JD: Yes, I do, but I would prefer to put this discussion on hold momentarily and simply say that we can see parallels today, right now. For example, there is a massive outbreak of the flu spreading across the country. Some are even referring to it as an epidemic. Yet in Harlem, New York, the pharmacies are currently operating with a policy that they cannot administer flu shots to children under the age of 17, which means that if a mother took time off from work and made it to Rite Aid, she can't get her children their necessary shots. Given that all pharmacies in that region follow a particular policy, she and her children are stuck. In Connecticut, Kathy Lee Gifford of NBC's Today Show relayed a similar problem, but she explained that she continued to travel throughout the state until she could find a pharmacy to administer her husband a flu shot. The mother in Harlem, who relies on the bus or subway, has to wait until Rite Aid revises its policy.

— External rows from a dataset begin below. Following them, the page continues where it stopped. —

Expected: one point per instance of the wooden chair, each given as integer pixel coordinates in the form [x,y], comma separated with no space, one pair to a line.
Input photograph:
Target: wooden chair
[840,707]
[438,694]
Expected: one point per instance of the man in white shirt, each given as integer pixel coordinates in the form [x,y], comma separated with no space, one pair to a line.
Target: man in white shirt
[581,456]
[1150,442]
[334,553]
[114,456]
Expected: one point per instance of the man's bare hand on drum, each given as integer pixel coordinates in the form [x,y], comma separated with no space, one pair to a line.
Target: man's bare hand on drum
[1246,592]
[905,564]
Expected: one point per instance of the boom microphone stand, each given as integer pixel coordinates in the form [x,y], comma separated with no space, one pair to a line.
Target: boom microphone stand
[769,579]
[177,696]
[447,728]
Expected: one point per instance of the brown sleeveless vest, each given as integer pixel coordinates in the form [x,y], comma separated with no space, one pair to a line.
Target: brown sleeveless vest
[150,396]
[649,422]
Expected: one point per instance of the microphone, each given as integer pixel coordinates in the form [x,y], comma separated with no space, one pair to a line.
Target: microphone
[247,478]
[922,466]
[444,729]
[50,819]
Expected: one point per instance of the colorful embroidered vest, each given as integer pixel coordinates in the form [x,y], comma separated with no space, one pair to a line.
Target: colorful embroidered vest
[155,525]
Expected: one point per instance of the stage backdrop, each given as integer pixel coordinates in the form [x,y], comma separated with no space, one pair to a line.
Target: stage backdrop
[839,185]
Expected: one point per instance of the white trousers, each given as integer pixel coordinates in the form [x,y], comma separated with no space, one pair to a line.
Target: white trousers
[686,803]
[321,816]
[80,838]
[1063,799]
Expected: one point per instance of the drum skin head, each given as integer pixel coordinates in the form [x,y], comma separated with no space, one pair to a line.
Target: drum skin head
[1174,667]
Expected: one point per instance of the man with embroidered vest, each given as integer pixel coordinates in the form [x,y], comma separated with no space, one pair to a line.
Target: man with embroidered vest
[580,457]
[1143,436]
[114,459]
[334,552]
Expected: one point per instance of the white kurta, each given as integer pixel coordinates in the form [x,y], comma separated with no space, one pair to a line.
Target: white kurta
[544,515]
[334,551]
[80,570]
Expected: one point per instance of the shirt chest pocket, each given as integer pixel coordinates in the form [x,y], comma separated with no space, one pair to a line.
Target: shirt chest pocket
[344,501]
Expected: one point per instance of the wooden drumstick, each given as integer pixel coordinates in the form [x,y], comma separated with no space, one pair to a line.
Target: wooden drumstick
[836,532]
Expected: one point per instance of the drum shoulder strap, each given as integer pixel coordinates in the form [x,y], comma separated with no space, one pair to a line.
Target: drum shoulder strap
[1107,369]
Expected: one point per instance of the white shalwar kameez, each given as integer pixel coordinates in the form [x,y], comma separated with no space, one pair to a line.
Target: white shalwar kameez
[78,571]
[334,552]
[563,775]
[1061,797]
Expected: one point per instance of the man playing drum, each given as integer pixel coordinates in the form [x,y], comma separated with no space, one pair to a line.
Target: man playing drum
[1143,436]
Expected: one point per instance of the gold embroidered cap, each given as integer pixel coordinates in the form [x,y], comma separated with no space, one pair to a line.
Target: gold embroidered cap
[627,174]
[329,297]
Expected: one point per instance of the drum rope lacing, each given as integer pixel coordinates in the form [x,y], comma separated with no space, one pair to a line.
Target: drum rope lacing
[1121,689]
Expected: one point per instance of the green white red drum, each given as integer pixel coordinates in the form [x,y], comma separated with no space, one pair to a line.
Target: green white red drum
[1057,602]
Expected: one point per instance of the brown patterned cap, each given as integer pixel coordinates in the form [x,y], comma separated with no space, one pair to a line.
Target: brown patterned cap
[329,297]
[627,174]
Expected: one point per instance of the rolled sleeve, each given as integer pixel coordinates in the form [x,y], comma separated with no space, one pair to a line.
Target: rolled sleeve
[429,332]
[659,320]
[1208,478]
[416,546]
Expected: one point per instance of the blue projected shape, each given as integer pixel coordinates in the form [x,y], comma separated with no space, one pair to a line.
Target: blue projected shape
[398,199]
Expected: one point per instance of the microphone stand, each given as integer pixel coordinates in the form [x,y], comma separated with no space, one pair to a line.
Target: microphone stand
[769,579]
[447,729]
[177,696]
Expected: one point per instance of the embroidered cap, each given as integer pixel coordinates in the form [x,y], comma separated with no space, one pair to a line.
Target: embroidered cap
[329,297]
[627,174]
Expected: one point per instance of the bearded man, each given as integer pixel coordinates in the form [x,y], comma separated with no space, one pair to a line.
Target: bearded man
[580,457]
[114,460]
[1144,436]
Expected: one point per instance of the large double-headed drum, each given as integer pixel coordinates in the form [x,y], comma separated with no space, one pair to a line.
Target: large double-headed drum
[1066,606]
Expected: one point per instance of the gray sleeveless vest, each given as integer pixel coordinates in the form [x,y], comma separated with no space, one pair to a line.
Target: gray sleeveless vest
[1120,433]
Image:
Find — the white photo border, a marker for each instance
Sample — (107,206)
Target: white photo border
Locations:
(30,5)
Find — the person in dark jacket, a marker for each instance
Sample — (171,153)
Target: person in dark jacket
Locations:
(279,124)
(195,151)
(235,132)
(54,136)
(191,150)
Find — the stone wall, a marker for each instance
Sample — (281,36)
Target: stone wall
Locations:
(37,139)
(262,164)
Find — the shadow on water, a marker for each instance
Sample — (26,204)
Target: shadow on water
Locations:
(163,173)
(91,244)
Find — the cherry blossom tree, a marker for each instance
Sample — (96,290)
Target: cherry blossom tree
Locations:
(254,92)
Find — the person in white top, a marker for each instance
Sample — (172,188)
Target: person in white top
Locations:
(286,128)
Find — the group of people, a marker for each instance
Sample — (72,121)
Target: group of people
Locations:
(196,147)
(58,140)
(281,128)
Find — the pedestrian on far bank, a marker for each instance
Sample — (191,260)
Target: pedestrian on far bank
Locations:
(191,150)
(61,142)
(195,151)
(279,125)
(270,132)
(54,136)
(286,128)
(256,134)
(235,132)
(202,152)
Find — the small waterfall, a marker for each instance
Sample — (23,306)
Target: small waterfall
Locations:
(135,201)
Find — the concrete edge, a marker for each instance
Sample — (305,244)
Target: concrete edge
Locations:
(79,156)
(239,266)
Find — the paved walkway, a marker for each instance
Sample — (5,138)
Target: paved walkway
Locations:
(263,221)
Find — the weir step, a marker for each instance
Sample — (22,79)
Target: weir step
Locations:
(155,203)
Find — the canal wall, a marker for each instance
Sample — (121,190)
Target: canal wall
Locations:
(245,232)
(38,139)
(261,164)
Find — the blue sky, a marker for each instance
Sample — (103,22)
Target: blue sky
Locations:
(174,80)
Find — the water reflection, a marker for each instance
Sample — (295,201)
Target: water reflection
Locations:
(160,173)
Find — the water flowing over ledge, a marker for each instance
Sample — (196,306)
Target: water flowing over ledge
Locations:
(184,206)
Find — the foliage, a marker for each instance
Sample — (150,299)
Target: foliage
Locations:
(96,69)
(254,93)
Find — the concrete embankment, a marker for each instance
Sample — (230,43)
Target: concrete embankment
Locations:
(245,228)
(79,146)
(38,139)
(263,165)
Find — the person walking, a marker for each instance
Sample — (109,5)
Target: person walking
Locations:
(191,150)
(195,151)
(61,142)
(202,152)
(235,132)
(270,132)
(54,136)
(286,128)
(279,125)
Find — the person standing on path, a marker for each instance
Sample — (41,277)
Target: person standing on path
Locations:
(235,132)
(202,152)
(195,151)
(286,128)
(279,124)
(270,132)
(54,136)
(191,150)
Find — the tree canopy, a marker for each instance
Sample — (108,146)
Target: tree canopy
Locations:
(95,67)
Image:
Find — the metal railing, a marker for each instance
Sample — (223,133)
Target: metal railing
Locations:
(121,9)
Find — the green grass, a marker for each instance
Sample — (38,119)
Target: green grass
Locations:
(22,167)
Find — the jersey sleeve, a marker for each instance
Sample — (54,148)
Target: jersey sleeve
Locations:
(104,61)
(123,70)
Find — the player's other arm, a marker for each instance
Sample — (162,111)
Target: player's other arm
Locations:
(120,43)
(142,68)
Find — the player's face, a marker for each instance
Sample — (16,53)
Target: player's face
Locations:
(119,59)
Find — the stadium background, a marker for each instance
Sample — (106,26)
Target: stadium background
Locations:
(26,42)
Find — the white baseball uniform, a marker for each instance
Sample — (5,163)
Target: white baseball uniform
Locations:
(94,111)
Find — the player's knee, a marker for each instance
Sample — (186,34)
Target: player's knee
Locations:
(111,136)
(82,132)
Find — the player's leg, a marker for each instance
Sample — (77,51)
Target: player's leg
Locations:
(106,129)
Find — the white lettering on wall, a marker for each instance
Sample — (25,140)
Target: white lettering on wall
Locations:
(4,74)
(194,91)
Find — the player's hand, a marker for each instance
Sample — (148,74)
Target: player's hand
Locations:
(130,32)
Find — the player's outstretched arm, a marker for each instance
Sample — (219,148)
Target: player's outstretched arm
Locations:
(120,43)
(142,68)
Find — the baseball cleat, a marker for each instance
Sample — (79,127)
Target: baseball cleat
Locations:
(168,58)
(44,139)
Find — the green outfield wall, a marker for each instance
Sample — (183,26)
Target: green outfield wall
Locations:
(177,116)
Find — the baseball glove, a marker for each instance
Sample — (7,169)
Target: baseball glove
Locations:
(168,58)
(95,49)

Rite Aid is revising the policy now, as I write this response, but this means that every day that it takes for a well-intentioned, well-meaning pharmacy to amend its rules, the mother in Harlem or mother in any other impoverished area must continue to send her children to school without the flu shot, where they remain susceptible to the virus.

In my book, I saw a similar health crisis unfold: people were not dying from complicated, unknown illnesses, but they were dying from the failures of a bureaucracy; from the inability to provide basic medical relief to those in need; and from the fact that one's economic status greatly determined one's access to basic health care. Additionally, in the face of the flu epidemic, most doctors recommend that sick patients should simply rest. With the exception of the preventive flu shot, rest remains the most effective way to combat the flu. Newly emancipated enslaved people, on the other hand, were unable to rest. During the war, military officials forced them to move from one camp to the next, and after the war, Freedmen's Bureau officials compelled them to return to the plantation South to work as agricultural laborers. On a public health level, to be sick and to be forced to move from one location to the next further intensified the spread of sickness and disease; on a personal level, being unable to rest engendered enormous suffering and pain for freedpeople.